File Under: country folk waltzes

di Fabio Cerbone (29/01/2020)

Simbolo potente di una eterna lotta fra bene e male, ma anche incarnazione di un Assoluto e di un mistero che avvolge il mondo, Moby Dick arriva alla fine del nuovo viaggio musicale di Terry Allen, chiudendo note e testo di Sailin’ on Through, sorta di canto errante per la vita. La metafora del grande cetaceo bianco di Melville è il pretesto per imbastire una raccolta di ballate che indagano le assurdità e la bellezza dell’esistenza umana: i ricordi, la guerra, la morte, tutte viste da quella angolazione eccentrica che ha sempre caratterizzato il più iconoclasta e indefinibile dei songwriter texani. A sei anni dall’austero e un po’ spettrale Bottom of the World, disco che segnava il suo ritorno sulle scene dopo tredici stagioni di silenzio discografico, Just Like Moby Dick non solo annuncia il nuovo sodalizio con la Paradise of Bachelors (la stessa etichetta che si è dedicata alla minuziosa ristampa del suo catalogo, compreso il fondamentale Lubbock), ma anche la dimensione di maturità compositiva e di consapevole saggezza che ci offre forse il capolavoro dell’età adulta di Allen.

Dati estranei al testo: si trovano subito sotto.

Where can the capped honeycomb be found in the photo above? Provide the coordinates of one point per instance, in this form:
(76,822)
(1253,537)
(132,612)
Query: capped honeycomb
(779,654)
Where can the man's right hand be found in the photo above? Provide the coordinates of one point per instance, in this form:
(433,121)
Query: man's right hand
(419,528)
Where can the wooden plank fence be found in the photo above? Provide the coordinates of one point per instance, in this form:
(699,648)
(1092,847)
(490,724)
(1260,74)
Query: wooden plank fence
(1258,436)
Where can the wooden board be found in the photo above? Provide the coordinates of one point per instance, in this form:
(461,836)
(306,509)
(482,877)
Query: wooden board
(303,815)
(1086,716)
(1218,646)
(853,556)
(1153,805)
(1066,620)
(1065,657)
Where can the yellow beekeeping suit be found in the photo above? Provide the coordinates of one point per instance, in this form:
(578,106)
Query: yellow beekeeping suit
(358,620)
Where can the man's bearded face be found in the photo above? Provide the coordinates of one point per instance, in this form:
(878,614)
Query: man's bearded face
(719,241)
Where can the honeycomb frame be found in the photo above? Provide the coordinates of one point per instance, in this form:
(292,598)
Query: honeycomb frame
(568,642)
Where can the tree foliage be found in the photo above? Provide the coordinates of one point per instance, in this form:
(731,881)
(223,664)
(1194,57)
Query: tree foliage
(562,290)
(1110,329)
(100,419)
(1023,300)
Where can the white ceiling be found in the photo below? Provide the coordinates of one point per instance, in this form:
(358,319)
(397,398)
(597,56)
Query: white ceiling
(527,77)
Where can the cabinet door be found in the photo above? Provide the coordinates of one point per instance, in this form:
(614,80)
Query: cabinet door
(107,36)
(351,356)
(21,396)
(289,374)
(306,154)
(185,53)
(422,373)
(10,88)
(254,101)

Per riuscirci l’autore ha concepito un album corale, mai così collaborativo con la battezzata Panhandle Mystery Band, nel quale ha firmato alcuni testi insieme agli amici Joe Ely e Dave Alvin, e con la moglie Jo Harvey Allen, ha chiamato a raccolta i figli Bukka (accordion, piano) e Bale (djembe), ma soprattutto ha coinvolto in un ruolo di prima attrice Shannon McNally, il cui ammaliante timbro soulful si innalza spesso a co-protagonosta (intonando persino da sola la languida melodia retro di Harmony Two e sfiorando con morbidezza il country soul di All These Blues Go Walkin’ By). La produzione e le chitarre di Charlie Sexton (che appare anch’egli da protagonista nel duetto di All That’s Left Is Fare Thee Well) hanno infine cucito insieme questi disparati interventi con una leggiadria musicale in prevalenza acustica, dove l’andatura da walzer tipica delle composizioni di Terry Allen si è fatta meno scorbutica che in passato, acquisendo un tono più accorato, quello che emerge, per esempio, nel ritratto commovente di Death of tha Last Stripper.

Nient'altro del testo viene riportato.